Table 4. Top 10 ASes by tracking requests

Next, we study the ASes that host most of the trackers in Table 4. The tracking traffic is also mostly concentrated in the examined ISP’s ASes. It means the hosting service of trackers has also been deployed into cellular networks. Besides ISPs, we also see cloud providers (Amazon and Internap), CDNs (Akamai) and search engines (Google), implying diverse infrastructures being used for tracking services. Despite of the traffic concentration in the examined ISP, a considerable fraction (\(>20\%\)) still goes to the ASes that have rare footprints in China.

We then report the ratio of tracking queries to all queries of ASes (see the 3rd column in Table 4). It is surprising to see some ASes (e.g., Internap) being exclusively used for tracker content delivery. We then compute the ratio of tracking queries for the ASes that have at least 1,000 tracking queries resolved to them. Again, we use the threshold 0.9 to determine whether an AS exclusively hosts trackers or not. As many as 52 ASes are identified as exclusive tracking ones. They are either cloud providers (e.g., Internap, Carpathia), or owners of trackers that run their own ASes (e.g., Crashlytics).

We finally report the content delivery potential (CDP) and content monopoly index (CMI) of the ASes when considering only tracking domains in the last two columns of Table 4. We see low CDP (\(<0.1\)) for most of ASes because they host only several popular tracking domains. The CMI is also relatively low, meaning that the tracking domains hosted by these ASes are also available in other ASes.
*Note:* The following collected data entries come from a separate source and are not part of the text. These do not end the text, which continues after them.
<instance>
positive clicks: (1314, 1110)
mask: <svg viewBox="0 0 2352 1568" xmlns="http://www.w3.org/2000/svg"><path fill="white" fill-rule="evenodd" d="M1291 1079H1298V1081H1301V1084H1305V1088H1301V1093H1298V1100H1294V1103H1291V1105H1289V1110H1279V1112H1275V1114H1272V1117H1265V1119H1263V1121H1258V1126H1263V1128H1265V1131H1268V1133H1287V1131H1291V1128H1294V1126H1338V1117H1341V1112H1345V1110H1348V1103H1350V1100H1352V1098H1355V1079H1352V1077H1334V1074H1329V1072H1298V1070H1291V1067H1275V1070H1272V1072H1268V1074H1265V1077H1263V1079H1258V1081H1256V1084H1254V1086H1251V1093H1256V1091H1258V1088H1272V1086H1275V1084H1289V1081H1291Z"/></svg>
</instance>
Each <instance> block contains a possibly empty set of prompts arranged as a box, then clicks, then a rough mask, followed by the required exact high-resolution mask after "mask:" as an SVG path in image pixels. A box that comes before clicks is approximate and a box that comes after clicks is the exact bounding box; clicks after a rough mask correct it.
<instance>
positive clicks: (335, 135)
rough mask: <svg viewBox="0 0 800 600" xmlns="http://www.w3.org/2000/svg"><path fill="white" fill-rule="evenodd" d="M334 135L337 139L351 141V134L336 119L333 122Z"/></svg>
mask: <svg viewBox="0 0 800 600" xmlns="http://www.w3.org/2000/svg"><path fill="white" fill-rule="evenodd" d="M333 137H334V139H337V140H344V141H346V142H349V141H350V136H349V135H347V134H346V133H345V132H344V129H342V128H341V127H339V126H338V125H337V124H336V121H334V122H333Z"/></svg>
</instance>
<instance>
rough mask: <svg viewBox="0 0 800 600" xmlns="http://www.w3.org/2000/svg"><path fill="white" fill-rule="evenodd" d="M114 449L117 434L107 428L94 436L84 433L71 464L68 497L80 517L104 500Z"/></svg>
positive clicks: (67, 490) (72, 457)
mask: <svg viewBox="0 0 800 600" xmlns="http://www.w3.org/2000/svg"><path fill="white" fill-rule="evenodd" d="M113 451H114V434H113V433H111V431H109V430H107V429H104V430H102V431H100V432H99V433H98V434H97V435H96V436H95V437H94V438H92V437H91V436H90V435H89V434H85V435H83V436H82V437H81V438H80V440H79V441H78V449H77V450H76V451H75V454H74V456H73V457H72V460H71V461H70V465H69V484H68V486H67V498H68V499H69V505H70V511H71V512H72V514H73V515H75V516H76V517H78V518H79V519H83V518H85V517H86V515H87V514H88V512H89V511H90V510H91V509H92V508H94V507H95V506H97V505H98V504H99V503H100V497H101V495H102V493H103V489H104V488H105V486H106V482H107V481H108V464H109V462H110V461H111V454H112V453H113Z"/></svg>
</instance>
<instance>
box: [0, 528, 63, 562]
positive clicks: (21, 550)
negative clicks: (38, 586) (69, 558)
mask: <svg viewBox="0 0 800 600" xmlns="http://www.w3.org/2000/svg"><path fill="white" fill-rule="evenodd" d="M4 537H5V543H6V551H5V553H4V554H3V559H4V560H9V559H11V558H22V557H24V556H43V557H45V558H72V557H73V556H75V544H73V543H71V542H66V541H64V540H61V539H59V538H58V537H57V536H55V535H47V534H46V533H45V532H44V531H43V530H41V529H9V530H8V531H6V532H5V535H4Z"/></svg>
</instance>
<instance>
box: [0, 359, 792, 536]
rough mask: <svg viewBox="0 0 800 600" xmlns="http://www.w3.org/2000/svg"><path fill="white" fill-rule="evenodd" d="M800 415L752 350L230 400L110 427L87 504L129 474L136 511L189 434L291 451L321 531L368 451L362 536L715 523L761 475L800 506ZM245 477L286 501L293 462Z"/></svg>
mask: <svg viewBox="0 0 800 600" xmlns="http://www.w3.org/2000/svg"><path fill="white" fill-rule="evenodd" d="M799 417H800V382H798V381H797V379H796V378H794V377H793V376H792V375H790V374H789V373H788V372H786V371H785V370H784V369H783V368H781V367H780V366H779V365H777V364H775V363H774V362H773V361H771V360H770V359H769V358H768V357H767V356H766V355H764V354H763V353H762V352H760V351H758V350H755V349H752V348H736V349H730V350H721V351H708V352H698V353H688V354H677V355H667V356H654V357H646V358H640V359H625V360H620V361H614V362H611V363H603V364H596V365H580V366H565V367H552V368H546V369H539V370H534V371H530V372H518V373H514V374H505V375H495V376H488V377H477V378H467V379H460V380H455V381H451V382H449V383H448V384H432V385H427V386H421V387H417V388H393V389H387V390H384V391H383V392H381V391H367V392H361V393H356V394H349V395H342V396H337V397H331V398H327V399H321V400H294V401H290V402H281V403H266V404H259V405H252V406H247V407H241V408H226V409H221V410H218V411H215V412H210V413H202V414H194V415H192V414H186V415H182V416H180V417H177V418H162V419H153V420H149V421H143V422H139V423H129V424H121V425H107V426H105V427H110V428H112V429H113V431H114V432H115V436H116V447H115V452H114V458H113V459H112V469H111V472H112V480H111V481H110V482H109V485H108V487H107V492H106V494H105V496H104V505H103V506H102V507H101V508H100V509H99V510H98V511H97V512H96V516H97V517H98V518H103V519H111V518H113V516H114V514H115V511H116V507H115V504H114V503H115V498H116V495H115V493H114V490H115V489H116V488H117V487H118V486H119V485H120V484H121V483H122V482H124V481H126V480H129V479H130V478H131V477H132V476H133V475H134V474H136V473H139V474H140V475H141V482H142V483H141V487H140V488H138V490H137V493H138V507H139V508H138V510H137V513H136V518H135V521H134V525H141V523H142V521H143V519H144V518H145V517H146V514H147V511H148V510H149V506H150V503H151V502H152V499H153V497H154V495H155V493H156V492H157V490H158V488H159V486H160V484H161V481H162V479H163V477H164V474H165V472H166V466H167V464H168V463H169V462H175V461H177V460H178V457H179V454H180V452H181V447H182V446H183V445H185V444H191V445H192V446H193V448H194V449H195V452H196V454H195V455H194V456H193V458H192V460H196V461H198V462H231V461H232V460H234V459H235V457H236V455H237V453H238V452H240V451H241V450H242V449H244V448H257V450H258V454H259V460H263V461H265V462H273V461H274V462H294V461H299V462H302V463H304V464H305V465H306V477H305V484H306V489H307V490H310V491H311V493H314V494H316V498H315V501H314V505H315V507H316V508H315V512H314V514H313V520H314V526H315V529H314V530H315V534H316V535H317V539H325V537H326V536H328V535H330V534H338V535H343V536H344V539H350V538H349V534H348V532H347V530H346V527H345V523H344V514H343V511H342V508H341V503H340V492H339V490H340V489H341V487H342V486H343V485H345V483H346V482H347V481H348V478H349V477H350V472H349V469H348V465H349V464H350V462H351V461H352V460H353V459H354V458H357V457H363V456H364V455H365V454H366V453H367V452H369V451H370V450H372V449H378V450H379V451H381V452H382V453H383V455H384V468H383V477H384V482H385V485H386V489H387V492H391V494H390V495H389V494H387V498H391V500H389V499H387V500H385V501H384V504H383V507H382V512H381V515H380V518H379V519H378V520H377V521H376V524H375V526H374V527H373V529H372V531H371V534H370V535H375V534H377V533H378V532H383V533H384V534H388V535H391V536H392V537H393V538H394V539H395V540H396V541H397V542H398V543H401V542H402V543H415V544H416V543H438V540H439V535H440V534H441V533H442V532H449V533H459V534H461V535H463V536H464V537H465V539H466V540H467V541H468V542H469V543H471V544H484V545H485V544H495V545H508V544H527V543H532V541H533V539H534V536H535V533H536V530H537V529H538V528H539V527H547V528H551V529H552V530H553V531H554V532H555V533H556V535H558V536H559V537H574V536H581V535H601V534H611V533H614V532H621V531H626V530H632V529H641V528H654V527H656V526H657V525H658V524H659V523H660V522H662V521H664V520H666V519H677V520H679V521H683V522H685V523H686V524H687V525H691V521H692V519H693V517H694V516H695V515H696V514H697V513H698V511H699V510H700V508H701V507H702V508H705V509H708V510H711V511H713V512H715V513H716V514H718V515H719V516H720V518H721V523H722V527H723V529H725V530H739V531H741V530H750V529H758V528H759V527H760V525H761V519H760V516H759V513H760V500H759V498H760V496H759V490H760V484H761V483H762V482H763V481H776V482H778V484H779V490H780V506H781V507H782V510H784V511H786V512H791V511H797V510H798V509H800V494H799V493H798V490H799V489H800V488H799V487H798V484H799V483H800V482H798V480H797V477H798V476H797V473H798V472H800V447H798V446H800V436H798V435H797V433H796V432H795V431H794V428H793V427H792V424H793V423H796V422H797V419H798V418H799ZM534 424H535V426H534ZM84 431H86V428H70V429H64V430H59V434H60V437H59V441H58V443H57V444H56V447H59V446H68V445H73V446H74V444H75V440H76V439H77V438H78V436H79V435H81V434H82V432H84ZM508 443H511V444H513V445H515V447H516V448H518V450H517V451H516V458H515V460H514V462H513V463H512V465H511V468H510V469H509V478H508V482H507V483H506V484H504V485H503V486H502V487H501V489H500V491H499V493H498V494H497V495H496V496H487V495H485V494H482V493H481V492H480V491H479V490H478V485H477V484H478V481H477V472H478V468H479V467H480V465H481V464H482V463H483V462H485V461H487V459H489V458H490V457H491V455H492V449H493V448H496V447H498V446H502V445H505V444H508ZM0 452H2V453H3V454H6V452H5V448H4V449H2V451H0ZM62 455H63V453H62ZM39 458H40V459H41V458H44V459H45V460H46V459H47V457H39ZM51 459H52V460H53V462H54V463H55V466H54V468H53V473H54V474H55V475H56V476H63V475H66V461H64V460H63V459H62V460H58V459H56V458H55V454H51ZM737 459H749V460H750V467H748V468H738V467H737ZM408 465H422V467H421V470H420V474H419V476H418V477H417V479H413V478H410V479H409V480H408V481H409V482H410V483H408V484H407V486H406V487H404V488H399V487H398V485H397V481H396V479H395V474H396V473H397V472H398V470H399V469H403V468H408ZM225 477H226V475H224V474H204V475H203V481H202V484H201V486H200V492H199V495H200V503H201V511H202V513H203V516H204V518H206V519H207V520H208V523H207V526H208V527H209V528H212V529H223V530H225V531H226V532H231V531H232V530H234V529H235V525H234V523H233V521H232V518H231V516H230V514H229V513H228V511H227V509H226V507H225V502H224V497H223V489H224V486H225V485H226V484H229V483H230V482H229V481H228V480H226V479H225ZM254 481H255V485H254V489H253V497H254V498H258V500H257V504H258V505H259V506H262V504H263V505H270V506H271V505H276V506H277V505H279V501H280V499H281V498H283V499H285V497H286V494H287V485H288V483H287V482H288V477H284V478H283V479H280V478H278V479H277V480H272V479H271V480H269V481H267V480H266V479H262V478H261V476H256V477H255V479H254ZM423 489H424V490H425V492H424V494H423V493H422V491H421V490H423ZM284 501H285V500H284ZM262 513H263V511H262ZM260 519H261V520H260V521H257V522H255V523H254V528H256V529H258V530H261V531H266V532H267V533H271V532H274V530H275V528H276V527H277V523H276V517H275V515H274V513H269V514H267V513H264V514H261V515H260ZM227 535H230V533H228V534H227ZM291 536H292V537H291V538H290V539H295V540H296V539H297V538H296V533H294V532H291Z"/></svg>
4.3 Summary and Discussion

We observe that the tracking queries are concentrated in a small number of trackers, of which most are US based. Moreover, over 20% of the tracking traffic goes out of China. These observations raise privacy and cybersecurity concerns. The analysis also reveals that multiple types of infrastructures are used for tracker service hosting.

The bimodal distribution of the tracking query ratio shows that 60% of the tracking servers exclusively provide tracking services. Monitoring the traffic going to these servers may help us find new trackers that also rely on these servers for content delivery. ISPs and mobile apps can also use this observation to block tracking activities for privacy and security concerns.

5 Conclusion

This paper uses passive DNS traces from a Chinese cellular ISP to investigate the mobile content hosting infrastructure in China. To this end, we proposed a clustering algorithm to identify hosting providers and used content-related metrics to characterize hosting infrastructure. Our key observation is that ISPs and hosting providers have collaborated to extensively replicate popular content into cellular networks. On the contrary, content of many non-popular domains and tracking domains tends to be available only in particular networks, resulting content monopoly by these networks.

Our findings provide evidences that the ISPs and CDNs in China follow the global trends of close collaboration [1, 12]. However, care should be given when generalizing our findings to other countries. In addition, our dataset was collected from only one cellular ISP and the observation period is only two days. We are collecting DNS data from multiple ISPs with longer observation period, in the hope of providing an up-to-date picture of the content hosting infrastructure in China.